A look at the struggle of life after prison

November 09, 2004|Globe Correspondent

Life on the Outside: The Prison Odyssey of Elaine Bartlett, By Jennifer Gonnerman, Farrar, Straus and Giroux,, 356 pp., $24

News stories and academic studies invariably list among the causes of urban violence the angry young men returning from prison to the streets -- primed to take up the criminal activity from which being locked up merely provided an interlude.

As Jennifer Gonnerman suggests in her compelling account of one woman's life after prison, of the 600,000 men and women released from prison each year, approximately 80 percent are placed on parole for some period of time. And, she writes, "even for ex-prisoners who stay out of trouble and get off parole, their punishment does not end. Today a felony record functions like an invisible scarlet letter, ensuring that former inmates are treated as outcasts whose debt to society can never be fully repaid."

Such, Gonnerman writes, was the lot of Elaine Bartlett.

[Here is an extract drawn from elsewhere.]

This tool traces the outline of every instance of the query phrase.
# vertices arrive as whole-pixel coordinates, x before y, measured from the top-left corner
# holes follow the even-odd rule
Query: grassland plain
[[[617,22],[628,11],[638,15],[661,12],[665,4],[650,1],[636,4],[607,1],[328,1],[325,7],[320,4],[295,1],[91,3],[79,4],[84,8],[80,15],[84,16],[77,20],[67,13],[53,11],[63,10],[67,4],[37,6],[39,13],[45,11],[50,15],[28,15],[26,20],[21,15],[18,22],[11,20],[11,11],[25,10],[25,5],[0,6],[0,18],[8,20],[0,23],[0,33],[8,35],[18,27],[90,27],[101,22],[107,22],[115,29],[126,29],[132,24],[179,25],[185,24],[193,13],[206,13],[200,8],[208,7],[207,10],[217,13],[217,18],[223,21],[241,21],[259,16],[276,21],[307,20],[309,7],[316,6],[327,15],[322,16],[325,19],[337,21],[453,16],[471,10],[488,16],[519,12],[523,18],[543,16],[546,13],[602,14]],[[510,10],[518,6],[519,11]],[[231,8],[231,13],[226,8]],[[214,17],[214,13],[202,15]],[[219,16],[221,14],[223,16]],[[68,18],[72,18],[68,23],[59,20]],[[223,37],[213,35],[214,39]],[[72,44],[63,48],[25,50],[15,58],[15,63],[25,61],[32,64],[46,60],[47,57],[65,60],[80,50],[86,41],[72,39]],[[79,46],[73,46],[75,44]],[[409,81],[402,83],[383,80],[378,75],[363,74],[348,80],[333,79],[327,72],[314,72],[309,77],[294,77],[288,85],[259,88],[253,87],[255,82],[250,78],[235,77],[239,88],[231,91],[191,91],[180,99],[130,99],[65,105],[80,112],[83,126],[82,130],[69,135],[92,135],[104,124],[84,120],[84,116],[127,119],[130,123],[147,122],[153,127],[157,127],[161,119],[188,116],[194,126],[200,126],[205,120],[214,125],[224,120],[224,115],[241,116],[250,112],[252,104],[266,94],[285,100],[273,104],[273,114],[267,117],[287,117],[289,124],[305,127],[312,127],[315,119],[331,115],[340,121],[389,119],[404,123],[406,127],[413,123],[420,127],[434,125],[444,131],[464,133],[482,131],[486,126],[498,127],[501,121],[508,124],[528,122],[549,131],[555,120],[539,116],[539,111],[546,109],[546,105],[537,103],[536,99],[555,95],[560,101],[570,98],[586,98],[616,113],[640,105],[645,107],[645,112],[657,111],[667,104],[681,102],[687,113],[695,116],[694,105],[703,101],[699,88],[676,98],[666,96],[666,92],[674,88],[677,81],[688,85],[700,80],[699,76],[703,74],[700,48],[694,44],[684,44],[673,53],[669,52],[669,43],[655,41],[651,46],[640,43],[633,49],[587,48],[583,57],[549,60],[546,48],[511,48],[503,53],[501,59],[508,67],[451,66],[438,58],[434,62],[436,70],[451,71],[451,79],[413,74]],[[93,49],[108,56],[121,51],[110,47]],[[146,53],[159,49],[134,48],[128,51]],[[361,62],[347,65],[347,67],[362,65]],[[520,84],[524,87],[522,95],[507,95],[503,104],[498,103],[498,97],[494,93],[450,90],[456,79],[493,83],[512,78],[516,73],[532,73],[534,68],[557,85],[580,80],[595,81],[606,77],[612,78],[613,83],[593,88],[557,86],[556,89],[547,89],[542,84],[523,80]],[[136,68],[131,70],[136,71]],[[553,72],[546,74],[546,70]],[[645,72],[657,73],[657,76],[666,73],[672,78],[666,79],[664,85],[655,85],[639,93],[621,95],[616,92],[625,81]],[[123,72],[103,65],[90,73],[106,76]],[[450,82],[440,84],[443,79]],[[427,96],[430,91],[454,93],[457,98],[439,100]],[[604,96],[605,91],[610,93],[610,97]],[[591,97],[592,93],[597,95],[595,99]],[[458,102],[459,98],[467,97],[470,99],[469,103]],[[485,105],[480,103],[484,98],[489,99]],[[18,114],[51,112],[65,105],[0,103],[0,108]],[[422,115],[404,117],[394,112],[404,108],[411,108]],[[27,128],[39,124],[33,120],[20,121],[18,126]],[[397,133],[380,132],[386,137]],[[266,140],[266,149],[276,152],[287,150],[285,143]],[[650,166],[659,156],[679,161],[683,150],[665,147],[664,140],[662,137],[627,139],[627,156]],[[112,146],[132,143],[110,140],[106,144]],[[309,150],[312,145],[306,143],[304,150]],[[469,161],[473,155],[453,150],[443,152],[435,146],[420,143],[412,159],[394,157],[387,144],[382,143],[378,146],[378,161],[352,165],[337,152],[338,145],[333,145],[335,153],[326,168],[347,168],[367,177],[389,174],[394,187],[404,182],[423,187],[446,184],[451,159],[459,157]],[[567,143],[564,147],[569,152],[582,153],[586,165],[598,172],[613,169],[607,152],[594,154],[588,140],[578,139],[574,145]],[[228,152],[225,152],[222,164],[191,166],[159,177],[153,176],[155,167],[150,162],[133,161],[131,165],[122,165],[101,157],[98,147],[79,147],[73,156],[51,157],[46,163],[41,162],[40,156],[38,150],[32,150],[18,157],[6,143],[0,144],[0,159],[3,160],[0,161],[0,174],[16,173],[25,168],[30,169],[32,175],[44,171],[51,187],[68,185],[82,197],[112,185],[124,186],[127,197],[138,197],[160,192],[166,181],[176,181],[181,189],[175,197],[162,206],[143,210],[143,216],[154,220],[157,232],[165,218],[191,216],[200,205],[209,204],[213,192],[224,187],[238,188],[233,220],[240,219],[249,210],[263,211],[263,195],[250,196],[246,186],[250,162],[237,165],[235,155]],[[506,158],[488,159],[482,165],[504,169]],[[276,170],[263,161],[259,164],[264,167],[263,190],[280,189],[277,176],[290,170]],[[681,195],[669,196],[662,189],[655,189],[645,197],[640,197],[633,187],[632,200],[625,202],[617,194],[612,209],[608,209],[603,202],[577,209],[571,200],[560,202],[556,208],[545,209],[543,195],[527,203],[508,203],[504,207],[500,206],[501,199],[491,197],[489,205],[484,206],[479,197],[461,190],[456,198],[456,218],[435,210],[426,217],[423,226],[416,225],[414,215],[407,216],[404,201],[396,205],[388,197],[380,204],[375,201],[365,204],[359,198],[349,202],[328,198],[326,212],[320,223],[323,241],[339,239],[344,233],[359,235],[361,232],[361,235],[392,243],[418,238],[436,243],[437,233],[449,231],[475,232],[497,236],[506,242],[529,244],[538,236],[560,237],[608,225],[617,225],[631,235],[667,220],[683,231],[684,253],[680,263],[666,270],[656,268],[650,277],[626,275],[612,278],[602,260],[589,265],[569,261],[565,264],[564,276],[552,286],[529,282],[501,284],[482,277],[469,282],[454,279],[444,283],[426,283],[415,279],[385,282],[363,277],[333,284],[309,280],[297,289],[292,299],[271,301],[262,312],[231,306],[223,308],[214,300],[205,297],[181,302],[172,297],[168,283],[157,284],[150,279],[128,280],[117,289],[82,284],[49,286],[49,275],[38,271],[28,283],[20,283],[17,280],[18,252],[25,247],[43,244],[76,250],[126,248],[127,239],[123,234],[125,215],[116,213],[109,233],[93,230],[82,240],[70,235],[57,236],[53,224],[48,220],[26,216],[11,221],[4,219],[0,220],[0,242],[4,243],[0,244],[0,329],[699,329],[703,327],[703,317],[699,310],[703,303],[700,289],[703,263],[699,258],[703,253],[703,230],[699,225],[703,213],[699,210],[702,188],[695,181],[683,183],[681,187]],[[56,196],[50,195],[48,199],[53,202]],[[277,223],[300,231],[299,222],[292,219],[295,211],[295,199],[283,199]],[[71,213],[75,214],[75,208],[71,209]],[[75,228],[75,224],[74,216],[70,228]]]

Bartlett was 26, a self-employed hairdresser, and the mother of four young children when she was arrested in a sting for selling cocaine to a police informant, convicted under New York's punitive drug laws, and served 16 years in New York State's Bedford Hills Correctional Facility.

Gonnerman, who grew up in Sudbury, is a staff writer for The Village Voice, for which she has reported extensively on the criminal justice system. "Life on the Outside," a finalist for the National Book Award in nonfiction, grew out of stories recounting Bartlett's struggles following her release from prison and return to her extended family's apartment in a housing project on New York's Lower East Side.

Gonnerman reports the events that led up to Bartlett's arrest and incarceration, but the core of the book is the struggle to rebuild her life, the frustrations of parole, and her role as an anti-drug-law activist.

Bartlett appears more fortunate than many former prisoners; she was able to obtain a full-time job as as an aide in a residential drug-treatment program within six months of her release. For the men there, Gonnerman writes, Bartlett "was a role model -- a real-life example of someone who had made it, who had lifted herself up from the bottom of society and found her place in the workforce."

In her own life, however, she was trying to make up for lost time, looking for a boyfriend to replace the man she had been arrested with, who was still in prison. With the coming of warm weather, Gonnerman writes, Bartlett "had been conducting an experiment of sorts, trying to figure out how much sex appeal she still possessed." Finding boyfriends "had been easy" at 26, "but what about at 42?"

She was also spending too freely, buying clothes, furnishings, and gifts for her family. "You'll get all caught up in trying to please people," another former prisoner told her.